Food Riots in Haiti, Protests in El Salvador, as Corn Prices Skyrocket
Crisis Policy Forum, Food Security: Africa, Quipu Economic Forum, Zero-combustion paradigm ::
STEEP RISE IN FOOD PRICES LINKED TO DIVERSION OF GRAINS TO BIOFUEL PRODUCTION
In a period of roughly 18 months, the price of corn across central American markets has doubled, making staple foodstuffs too expensive for many in the region. Today, what is described as an “angry mob” of protesters suffering food scarcity attacked the government palace in Port-au-Prince; UN peacekeepers responded by firing teargas, while food markets remained closed throughout.
In El Salvador, demonstrators marched in the streets banging pots and pans and demanding action to prevent the further inflation of food costs and to reverse the already extreme and damaging increases in the cost of living. Commodities across the board, from industrial raw materials to basic foodstuffs, have been increasing at unprecedented rates across world markets, straining both wealthy and poorer economies.

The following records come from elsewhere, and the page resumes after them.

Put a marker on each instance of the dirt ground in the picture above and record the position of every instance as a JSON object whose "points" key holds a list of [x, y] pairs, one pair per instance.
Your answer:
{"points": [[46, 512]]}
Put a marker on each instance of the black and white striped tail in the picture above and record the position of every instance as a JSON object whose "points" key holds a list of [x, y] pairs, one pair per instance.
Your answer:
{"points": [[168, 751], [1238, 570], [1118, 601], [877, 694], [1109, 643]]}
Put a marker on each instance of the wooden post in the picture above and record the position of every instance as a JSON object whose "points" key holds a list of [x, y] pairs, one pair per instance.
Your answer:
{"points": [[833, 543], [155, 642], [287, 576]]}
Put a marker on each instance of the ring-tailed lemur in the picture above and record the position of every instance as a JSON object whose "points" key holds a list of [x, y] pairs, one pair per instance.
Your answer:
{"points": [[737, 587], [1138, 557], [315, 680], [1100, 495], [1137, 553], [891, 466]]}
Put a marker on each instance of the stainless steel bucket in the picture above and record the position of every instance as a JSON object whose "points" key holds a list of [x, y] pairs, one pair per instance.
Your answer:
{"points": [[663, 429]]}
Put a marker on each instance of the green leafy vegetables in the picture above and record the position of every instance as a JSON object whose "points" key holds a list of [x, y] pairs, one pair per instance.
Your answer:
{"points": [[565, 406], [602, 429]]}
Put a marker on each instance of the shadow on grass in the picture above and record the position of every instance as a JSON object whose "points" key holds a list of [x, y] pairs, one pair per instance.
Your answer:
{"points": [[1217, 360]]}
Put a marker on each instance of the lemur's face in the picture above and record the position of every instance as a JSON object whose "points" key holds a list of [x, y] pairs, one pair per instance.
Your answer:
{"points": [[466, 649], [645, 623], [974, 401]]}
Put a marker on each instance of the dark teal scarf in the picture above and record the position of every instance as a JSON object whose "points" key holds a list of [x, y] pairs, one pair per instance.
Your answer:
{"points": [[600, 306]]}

Fuel costs, tied to the steadily rising price of oil, hovering near record highs, have been widely blamed, but there are after-effects of those fuel costs that may be more central to the food supply and pricing problem. Corn-based ethanol, a booming new industry in the US midwest, is taking over increasing portions of the corn export crop in Iowa, the world’s most productive corn-growing terrain.
As those looking to make a profit from selling grains to feed combustion engines steadily eat into the world’s food supply, food prices are stressed again, far above the stresses created by the high price of already existing fuels. There has been a decidedly inadequate amount of serious planning for the aftermath of a diversion of grain crops to fuel production, leaving those in need in a desperate spiral of rising prices and food scarcity.
Food security is not a new problem; it has been relevant to the legitimacy of political and economic systems throughout all of history. But now we face a new challenge to the stability of integrated global food markets. As theEarth Policy Institute reports
Corn prices have doubled over the last year, wheat futures are trading at their highest level in 10 years, and rice prices are rising too. In addition, soybean futures have risen by half. A Bloomberg analysis notes that the soaring use of corn as the feedstock for fuel ethanol “is creating unintended consequences throughout the global food chain.”
There is mounting concern that food security is now tied to political stability at not only national but even regional levels, with potential negative repercussions for the entire global economy. But as ecologist Lester Brown, head of the Earth Policy Institute, reports in his book Plan B 3.0:
Not surprisingly, there is also often a link between the degree of state failure and the destruction of environmental support systems. In a number ofcountries on the list—including Sudan, Somalia, and Haiti—deforestation, grassland deterioration, and soil erosion are widespread. The countries with fast-growing populations are also facing a steady shrinkage ofboth cropland and water per person.
State failure means that the negative economic repercussions of food scarcity will spread, while solutions are more difficult to imagine and/or implement. Haiti is listed as 11th in a study on failing states for 2006, conducted by the Fund for Peace and Carnegie Endowment for International Peace.
Mounting resource depletion, deforestation, and the deterioration of cropland and food distribution infrastructure are all part of a spiral of degradation that puts in question the viability of Hait’s political institutions. Today’s clashes between hungry Haitian citizens and UN peacekeepers illustrates the severity of the problem.
And Haiti is not alone, and it is not the worst case in the world. Armed conflict, water scarcity, a burgeoning crop-based biofuels industry, corruption and rapidly expanding world markets, are all contributing to the instability in places as varied as central America, southeast Asia, the Indian subcontinent, western China and many parts of Africa.
We may need both new technologies, to assist in eliminating the need for any sort of combustible fuels whatsoever, and revolutionary agricultural advances, to decrease the need for widespread irrigation and to increase productivity without resort to genetic modification or harmful pesticides.